One of the family members Selbekk spoke to put it like this:
"It is important that we are involved right from the start. At that time there is still something to build on – a will to stick together."
The sad truth is that when an addict eventually enters a treatment programme, the patient's bonds to his family have often been broken long time ago. Too much strain over a long period of time causes families to split apart.
Selbekk interviewed therapists and managers at three AOD treatment institutions in Norway. In addition, she spoke to ten families that had been involved in treatment. She interviewed the patients themselves as well as partners, parents and adult children.
Alcohol was the problem for most of these families.
The study included families that had found their way back together again as well as families that were unsure of whether to carry on with their relationship.
When a person begins treatment, there is always the hope that things will change and improve for the family.
Involvement is not only important for the person using alcohol and other drugs, but also for affected family members. It gives them the opportunity to process their feelings and carry on with their lives.
In this case, each family member contributes with their story, and the family develops a common language to talk about problems and find solutions. In this way trust can be rebuilt and the treatment can be adjusted to the changes that take place in the family, according to Selbekk.
"In the opposite case, the family might experience a double exclusion.
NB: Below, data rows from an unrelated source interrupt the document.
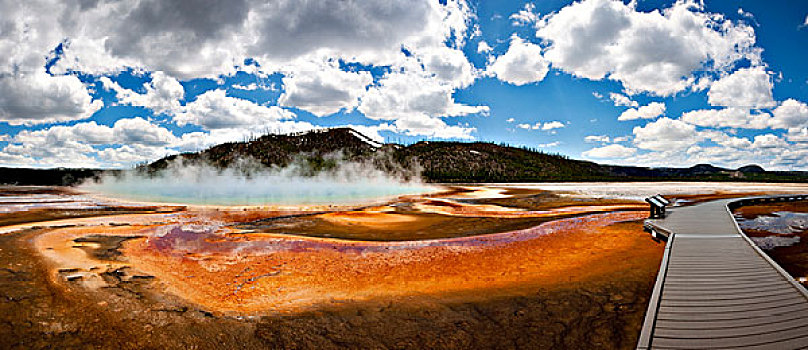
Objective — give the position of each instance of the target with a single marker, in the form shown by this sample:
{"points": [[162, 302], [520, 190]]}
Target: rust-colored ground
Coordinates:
{"points": [[282, 277], [525, 269]]}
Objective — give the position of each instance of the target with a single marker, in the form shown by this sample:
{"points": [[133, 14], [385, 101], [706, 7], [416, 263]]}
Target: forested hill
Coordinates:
{"points": [[435, 161], [445, 161]]}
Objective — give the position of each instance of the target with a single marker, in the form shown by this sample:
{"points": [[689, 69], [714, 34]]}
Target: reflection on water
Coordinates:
{"points": [[780, 222], [784, 225]]}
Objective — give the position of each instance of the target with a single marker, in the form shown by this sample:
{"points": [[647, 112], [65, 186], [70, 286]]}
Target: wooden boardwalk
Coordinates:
{"points": [[716, 289]]}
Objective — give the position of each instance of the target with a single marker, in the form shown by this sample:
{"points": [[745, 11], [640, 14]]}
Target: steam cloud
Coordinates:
{"points": [[251, 183]]}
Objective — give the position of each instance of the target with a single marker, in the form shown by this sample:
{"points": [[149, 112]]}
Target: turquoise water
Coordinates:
{"points": [[268, 190]]}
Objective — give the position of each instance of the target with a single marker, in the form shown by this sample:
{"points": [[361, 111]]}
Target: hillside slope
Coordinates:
{"points": [[435, 161]]}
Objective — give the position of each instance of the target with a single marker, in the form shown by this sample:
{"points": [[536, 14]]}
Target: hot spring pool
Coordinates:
{"points": [[255, 192]]}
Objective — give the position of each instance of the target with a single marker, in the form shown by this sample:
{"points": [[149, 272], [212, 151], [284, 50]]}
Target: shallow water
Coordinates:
{"points": [[255, 191]]}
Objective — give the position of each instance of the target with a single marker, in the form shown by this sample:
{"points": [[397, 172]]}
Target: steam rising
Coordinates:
{"points": [[251, 183]]}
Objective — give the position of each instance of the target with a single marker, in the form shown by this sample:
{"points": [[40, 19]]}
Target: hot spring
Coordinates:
{"points": [[347, 184]]}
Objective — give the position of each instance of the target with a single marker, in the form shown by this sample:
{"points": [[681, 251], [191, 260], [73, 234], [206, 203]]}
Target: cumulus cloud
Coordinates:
{"points": [[622, 100], [597, 138], [547, 126], [215, 110], [655, 52], [163, 93], [323, 89], [38, 98], [76, 145], [790, 114], [416, 102], [610, 151], [745, 88], [666, 134], [650, 111], [552, 125], [525, 16], [728, 117], [483, 47], [521, 64]]}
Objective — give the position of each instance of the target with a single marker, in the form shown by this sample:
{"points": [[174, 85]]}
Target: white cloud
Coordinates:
{"points": [[521, 64], [790, 114], [525, 16], [132, 154], [542, 126], [597, 138], [655, 52], [769, 141], [75, 146], [725, 140], [163, 93], [728, 117], [36, 98], [650, 111], [252, 87], [666, 134], [421, 125], [448, 65], [215, 110], [622, 100], [552, 125], [610, 151], [749, 88], [416, 102], [483, 47], [323, 89]]}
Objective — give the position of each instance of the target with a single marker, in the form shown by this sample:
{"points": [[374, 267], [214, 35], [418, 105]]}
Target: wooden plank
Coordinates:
{"points": [[719, 309], [714, 303], [716, 317], [729, 332], [719, 290], [731, 295], [735, 323]]}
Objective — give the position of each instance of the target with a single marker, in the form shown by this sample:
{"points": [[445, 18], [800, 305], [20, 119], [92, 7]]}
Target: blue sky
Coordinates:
{"points": [[655, 83]]}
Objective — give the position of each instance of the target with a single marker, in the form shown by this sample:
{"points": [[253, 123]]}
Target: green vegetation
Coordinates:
{"points": [[435, 161]]}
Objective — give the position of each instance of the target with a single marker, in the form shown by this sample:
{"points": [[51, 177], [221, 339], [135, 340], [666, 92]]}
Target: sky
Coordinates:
{"points": [[111, 84]]}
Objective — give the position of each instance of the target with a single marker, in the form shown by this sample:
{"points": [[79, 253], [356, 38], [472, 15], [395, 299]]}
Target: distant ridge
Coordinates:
{"points": [[438, 161]]}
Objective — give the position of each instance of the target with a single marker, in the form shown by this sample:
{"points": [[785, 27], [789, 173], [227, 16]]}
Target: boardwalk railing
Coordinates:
{"points": [[716, 289]]}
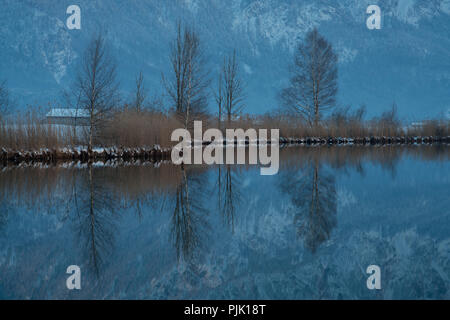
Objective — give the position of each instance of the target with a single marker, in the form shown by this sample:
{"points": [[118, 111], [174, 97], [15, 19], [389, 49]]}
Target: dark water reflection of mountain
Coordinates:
{"points": [[225, 232]]}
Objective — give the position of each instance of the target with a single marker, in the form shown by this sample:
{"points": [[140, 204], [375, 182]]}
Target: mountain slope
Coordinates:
{"points": [[406, 61]]}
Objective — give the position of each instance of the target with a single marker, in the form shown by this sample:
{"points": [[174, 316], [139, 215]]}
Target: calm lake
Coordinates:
{"points": [[156, 231]]}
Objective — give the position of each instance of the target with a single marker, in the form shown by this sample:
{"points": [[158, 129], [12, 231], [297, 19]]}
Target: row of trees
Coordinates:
{"points": [[312, 87], [187, 84]]}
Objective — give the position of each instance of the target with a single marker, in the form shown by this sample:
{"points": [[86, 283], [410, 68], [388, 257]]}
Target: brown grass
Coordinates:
{"points": [[128, 128]]}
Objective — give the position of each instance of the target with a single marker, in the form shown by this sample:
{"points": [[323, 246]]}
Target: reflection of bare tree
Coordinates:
{"points": [[95, 207], [313, 195], [228, 193], [189, 224]]}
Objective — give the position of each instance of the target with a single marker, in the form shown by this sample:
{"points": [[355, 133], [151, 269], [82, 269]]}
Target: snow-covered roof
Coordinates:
{"points": [[70, 113]]}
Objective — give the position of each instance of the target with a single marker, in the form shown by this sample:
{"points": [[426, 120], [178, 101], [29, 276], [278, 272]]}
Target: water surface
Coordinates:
{"points": [[146, 231]]}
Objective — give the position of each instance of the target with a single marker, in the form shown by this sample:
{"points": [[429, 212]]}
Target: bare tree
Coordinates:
{"points": [[96, 88], [188, 82], [4, 99], [231, 88], [313, 84], [220, 101], [140, 94]]}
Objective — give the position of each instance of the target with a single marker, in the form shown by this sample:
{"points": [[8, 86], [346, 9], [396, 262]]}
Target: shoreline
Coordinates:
{"points": [[156, 153]]}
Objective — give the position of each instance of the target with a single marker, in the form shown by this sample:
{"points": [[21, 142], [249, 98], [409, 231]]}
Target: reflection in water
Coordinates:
{"points": [[133, 223], [313, 194], [189, 215], [95, 210], [228, 194]]}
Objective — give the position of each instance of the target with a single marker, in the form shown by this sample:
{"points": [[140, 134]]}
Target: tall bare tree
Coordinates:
{"points": [[96, 87], [188, 80], [140, 94], [231, 88], [313, 84], [4, 99]]}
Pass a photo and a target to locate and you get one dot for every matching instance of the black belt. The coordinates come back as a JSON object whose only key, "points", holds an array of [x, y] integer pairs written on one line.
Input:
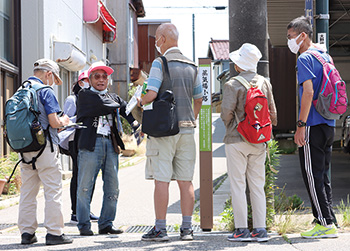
{"points": [[104, 136]]}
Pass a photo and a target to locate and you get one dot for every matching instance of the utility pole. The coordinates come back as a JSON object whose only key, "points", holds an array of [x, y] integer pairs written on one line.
{"points": [[193, 39], [248, 24]]}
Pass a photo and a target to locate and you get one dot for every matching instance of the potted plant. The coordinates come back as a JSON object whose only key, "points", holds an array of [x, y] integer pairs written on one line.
{"points": [[2, 184]]}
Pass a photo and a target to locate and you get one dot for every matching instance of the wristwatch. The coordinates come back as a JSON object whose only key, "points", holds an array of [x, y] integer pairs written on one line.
{"points": [[301, 123]]}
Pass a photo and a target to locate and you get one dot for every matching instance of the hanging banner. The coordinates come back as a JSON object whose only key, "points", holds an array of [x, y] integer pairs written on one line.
{"points": [[205, 134]]}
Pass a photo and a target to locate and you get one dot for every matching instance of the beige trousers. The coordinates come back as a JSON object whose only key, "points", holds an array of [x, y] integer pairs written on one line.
{"points": [[247, 162], [47, 172]]}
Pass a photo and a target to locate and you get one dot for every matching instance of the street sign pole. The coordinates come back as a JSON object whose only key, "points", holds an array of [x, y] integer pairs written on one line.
{"points": [[205, 147]]}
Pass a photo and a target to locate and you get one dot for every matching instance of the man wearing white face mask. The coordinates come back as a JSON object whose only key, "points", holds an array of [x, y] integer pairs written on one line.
{"points": [[48, 166], [314, 134]]}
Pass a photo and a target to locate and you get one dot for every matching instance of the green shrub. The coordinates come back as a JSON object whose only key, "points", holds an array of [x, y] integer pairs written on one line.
{"points": [[271, 163]]}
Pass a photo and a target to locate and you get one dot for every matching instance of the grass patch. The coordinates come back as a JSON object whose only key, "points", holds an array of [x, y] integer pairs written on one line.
{"points": [[344, 211]]}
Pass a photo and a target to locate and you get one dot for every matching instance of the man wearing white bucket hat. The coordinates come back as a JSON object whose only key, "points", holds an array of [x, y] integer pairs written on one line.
{"points": [[245, 161], [48, 168]]}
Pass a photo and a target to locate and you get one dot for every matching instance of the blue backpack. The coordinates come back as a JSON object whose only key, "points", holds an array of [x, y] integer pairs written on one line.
{"points": [[23, 130]]}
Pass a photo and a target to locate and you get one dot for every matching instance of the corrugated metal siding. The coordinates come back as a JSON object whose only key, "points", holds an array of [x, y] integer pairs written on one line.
{"points": [[219, 49], [279, 14]]}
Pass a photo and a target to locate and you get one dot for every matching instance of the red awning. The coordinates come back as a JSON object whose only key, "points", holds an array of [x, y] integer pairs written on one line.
{"points": [[93, 11], [109, 24]]}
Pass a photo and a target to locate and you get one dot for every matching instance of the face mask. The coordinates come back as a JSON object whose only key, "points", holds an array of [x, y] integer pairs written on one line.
{"points": [[53, 81], [86, 84], [293, 46], [158, 47]]}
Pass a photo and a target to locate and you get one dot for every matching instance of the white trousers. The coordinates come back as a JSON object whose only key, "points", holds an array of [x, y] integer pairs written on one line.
{"points": [[247, 162], [47, 172]]}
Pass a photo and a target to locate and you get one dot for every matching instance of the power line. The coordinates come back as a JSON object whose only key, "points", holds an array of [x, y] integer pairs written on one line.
{"points": [[189, 7]]}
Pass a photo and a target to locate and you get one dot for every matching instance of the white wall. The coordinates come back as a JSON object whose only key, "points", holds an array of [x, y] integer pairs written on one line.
{"points": [[46, 21]]}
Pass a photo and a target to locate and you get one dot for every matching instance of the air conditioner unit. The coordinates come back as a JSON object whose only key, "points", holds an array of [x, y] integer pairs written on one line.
{"points": [[69, 56]]}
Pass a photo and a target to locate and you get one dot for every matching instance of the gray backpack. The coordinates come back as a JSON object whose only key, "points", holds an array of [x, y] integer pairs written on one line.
{"points": [[23, 130]]}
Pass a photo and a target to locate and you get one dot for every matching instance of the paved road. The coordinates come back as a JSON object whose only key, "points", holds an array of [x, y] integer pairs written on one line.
{"points": [[135, 207]]}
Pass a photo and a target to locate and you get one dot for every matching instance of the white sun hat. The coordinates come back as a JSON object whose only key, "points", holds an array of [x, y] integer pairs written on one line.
{"points": [[246, 57]]}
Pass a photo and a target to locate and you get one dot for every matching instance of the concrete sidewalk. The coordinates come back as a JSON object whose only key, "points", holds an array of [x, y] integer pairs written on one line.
{"points": [[135, 208]]}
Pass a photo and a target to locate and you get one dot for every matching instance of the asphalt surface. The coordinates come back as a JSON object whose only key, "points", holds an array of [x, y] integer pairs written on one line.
{"points": [[135, 208]]}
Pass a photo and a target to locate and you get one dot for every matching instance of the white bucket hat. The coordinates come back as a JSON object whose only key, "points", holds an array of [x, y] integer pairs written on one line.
{"points": [[246, 57]]}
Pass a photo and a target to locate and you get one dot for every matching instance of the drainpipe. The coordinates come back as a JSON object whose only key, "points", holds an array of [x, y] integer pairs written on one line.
{"points": [[322, 22], [248, 24]]}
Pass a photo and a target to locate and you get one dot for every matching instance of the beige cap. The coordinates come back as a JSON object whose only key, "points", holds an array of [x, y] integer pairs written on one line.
{"points": [[49, 65]]}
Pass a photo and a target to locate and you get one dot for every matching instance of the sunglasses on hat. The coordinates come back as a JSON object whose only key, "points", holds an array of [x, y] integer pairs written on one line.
{"points": [[97, 76]]}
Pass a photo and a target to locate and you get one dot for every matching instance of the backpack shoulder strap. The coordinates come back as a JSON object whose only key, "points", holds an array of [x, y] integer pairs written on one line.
{"points": [[318, 57], [243, 81], [166, 76]]}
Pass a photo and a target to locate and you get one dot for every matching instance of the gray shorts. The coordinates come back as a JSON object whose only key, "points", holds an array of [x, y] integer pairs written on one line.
{"points": [[171, 158]]}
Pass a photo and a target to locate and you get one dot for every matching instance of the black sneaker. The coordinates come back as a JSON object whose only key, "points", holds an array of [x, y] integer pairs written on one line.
{"points": [[240, 235], [58, 239], [93, 217], [27, 238], [259, 236], [186, 234], [73, 219], [154, 235]]}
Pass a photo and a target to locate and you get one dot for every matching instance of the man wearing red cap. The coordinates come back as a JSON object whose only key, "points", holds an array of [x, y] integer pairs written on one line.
{"points": [[98, 148], [68, 145]]}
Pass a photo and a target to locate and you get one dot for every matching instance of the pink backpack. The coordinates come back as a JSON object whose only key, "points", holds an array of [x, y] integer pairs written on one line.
{"points": [[256, 127], [332, 101]]}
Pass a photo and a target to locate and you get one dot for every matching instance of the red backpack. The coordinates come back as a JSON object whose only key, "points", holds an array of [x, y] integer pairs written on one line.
{"points": [[256, 127], [332, 100]]}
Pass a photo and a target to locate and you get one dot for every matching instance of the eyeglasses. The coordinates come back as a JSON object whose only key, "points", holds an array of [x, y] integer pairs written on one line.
{"points": [[97, 76]]}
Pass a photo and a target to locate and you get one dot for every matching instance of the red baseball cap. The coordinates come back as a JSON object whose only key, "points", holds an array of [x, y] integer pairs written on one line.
{"points": [[83, 75], [100, 66]]}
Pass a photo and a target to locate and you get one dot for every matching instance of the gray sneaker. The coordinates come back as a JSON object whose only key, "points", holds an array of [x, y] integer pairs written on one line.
{"points": [[154, 235], [186, 234], [58, 239], [240, 235], [259, 236]]}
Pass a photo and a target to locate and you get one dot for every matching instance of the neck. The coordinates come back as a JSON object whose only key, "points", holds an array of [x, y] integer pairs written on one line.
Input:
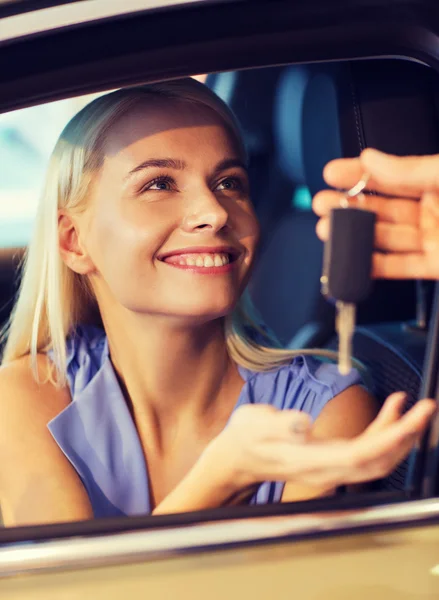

First they are excluded because of the escalating substance use, and then they are kept out of the treatment process", she says.
Selbekk believes today's situation is characterised by strong patient rights and a system that favours help for the individual.
Health is first and foremost seen as an individual issue.
"We tend to view this as a rehabilitation of the mind and body of the individual", says Selbekk.
In 2004, the Norwegian Substance treatment reform gave persons having alcohol and other drug problems status as patients. This secured stronger rights, and addiction was recognised as a disease. However, these rights are linked to the individual. The family is often left out of the process.
The Norwegian Substance treatment reform also gave patients better opportunity to define their own treatment. Selbekk acknowledges that it is important to focus on the patient, but that this also can lead to children and affected family members being relegated to the periphery.
"This can in turn intensify the differences. The addicted person might wish to keep the family out of it, even though it would benefit the other family members", she says.
Selbekk explains that the treatment institutions have become more streamlined in an attempt to make them more like somatic health institutions. She fears that what AOD treatment institutions used to be good at, such as valuing personal relations, is now in danger of disappearing.
Selbekk also believes that economy plays a part. The way treatment is counted and registered favours help for the individual at the expense of the family. Family consultations require more administration and potentially more therapists, and treatment institutions are not adequately compensated for this extra work.
"The social importance disappears under the radar. The potential reward is not reflected in the way treatment is organised", says Selbekk.
Addiction is a complex phenomenon. When treating addiction it is important to work on both a medical, psychological and social level", says Selbekk.
On the medical and psychological level, both persons using alcohol or other drugs and their affected family members need to be offered help and support that is adapted to their situation.
The addict needs help to work on his or her relationship to the substance in question, while an affected family member might need help to process the experience of living with someone who suffers from addiction and alcohol or other drug problems. Moreover, they need to work on the relationship they have with each other.
Anne Schanche Selbekk: Troubled families and individualised solutions? An ontological, discursive and interactionist analysis of families’ involvement in alcohol and other drug treatment.
Doctoral thesis, the Faculty of Social Science at the University of Stavanger, 2016.